DBSCAN for clustering of geographic location data
You can cluster spatial latitude-longitude data with scikit-learn's DBSCAN without precomputing a distance matrix.
db = DBSCAN(eps=2/6371., min_samples=5, algorithm='ball_tree', metric='haversine').fit(np.radians(coordinates))
This comes from this tutorial on clustering spatial data with scikit-learn DBSCAN. In particular, notice that the eps
value is still 2km, but it's divided by 6371 to convert it to radians. Also, notice that .fit()
takes the coordinates in radian units for the haversine metric.
DBSCAN is meant to be used on the raw data, with a spatial index for acceleration. The only tool I know with acceleration for geo distances is ELKI (Java) - scikit-learn unfortunately only supports this for a few distances like Euclidean distance (see sklearn.neighbors.NearestNeighbors
).
But apparently, you can affort to precompute pairwise distances, so this is not (yet) an issue.
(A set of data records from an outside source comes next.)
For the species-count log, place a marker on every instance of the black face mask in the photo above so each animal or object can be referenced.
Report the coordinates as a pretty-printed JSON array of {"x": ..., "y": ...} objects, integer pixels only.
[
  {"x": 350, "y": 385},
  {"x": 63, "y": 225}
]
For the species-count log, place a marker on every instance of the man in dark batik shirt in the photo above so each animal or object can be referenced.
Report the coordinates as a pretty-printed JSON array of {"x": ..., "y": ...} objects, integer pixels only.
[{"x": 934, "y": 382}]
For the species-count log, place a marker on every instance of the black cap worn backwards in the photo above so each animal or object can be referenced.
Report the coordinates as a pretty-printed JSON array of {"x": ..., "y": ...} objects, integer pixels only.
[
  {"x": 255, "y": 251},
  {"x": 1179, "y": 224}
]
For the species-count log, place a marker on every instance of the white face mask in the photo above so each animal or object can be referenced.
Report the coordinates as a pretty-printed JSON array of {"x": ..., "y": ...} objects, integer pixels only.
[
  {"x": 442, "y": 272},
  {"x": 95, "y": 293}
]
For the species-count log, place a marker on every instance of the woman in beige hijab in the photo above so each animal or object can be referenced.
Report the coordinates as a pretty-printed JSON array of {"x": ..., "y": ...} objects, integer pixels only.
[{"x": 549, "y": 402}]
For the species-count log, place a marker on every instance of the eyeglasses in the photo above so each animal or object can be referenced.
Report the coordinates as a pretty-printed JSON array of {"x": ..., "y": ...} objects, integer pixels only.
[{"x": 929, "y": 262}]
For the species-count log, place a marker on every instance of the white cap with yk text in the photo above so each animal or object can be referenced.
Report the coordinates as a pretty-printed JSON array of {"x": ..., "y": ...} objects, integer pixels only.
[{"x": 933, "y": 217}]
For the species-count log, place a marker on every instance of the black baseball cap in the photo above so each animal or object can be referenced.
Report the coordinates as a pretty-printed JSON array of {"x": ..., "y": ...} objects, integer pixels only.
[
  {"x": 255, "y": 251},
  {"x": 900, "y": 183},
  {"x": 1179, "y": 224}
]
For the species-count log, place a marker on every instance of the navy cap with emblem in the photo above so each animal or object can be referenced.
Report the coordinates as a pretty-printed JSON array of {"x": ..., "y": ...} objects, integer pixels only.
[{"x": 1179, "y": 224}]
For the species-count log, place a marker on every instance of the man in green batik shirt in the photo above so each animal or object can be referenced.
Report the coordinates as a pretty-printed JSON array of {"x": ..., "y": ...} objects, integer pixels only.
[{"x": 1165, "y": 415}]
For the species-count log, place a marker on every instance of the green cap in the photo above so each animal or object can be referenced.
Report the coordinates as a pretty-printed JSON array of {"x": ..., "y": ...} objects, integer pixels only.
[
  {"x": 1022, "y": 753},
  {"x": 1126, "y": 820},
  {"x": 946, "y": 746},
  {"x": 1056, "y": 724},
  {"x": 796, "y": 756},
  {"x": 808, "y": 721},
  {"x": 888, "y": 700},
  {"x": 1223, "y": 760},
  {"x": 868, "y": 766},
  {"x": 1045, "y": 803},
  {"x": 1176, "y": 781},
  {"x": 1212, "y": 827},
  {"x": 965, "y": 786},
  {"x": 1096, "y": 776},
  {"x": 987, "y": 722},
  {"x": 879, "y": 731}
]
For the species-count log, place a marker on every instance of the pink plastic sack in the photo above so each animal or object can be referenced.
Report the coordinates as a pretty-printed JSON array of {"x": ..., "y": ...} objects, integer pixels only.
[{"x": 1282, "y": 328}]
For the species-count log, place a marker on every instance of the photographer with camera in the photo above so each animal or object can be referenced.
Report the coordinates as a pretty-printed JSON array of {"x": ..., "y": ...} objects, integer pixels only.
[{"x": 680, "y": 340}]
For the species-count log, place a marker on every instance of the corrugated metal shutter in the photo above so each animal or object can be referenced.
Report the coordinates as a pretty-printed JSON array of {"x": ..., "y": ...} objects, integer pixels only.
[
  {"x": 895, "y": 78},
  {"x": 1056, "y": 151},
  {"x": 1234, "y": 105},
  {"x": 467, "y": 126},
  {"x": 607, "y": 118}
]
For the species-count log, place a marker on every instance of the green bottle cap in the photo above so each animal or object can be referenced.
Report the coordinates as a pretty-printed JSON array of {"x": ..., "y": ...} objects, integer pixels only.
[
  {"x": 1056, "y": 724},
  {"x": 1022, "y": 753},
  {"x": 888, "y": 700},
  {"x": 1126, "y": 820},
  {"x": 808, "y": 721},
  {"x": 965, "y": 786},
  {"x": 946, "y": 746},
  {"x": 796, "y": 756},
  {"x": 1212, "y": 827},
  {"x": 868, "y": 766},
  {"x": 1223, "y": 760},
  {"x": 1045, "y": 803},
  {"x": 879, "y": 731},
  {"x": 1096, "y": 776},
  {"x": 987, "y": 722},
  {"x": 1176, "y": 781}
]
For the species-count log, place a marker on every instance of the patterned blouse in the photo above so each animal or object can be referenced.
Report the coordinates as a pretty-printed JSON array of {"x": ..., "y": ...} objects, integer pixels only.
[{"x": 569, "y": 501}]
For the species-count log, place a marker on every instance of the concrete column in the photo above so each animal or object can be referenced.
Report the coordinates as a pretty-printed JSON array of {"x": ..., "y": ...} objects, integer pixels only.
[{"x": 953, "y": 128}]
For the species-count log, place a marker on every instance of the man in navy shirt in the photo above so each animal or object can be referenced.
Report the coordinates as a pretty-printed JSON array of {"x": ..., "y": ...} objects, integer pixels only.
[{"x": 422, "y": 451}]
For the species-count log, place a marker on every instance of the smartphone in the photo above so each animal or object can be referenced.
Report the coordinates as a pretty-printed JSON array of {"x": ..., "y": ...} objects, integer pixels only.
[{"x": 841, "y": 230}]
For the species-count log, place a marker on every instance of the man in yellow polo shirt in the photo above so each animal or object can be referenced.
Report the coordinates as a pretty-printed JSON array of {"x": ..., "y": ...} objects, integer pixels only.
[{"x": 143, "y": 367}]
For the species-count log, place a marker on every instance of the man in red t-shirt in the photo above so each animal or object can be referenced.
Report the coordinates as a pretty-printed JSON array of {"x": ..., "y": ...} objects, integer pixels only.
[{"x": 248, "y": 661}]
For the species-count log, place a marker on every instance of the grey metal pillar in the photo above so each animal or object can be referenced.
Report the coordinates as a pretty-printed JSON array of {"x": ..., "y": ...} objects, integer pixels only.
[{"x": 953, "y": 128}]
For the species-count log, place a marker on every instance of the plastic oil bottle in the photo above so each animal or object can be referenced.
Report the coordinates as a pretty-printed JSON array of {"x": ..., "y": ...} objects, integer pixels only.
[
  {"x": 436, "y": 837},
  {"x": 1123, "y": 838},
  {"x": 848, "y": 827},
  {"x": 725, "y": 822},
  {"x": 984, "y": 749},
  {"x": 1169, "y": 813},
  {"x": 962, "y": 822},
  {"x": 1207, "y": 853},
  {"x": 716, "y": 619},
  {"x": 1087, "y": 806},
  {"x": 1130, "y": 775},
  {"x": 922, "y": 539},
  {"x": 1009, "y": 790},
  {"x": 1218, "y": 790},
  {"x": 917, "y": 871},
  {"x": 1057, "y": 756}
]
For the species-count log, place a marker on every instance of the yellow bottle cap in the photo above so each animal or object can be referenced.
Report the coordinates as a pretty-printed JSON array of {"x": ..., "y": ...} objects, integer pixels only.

However, you did not read the documentation carefully enough, and your assumption that DBSCAN uses a distance matrix is wrong:
from sklearn.cluster import DBSCAN
db = DBSCAN(eps=2,min_samples=5)
db.fit_predict(distance_matrix)
uses Euclidean distance on the distance matrix rows, which obviously does not make any sense.
See the documentation of DBSCAN
(emphasis added):
class sklearn.cluster.DBSCAN(eps=0.5, min_samples=5, metric='euclidean', algorithm='auto', leaf_size=30, p=None, random_state=None)
metric : string, or callable
The metric to use when calculating distance between instances in a feature array. If metric is a string or callable, it must be one of the options allowed by metrics.pairwise.calculate_distance for its metric parameter. If metric is “precomputed”, X is assumed to be a distance matrix and must be square. X may be a sparse matrix, in which case only “nonzero” elements may be considered neighbors for DBSCAN.
similar for fit_predict
:
X : array or sparse (CSR) matrix of shape (n_samples, n_features), or array of shape (n_samples, n_samples)
A feature array, or array of distances between samples if metric='precomputed'.
In other words, you need to do
db = DBSCAN(eps=2, min_samples=5, metric="precomputed")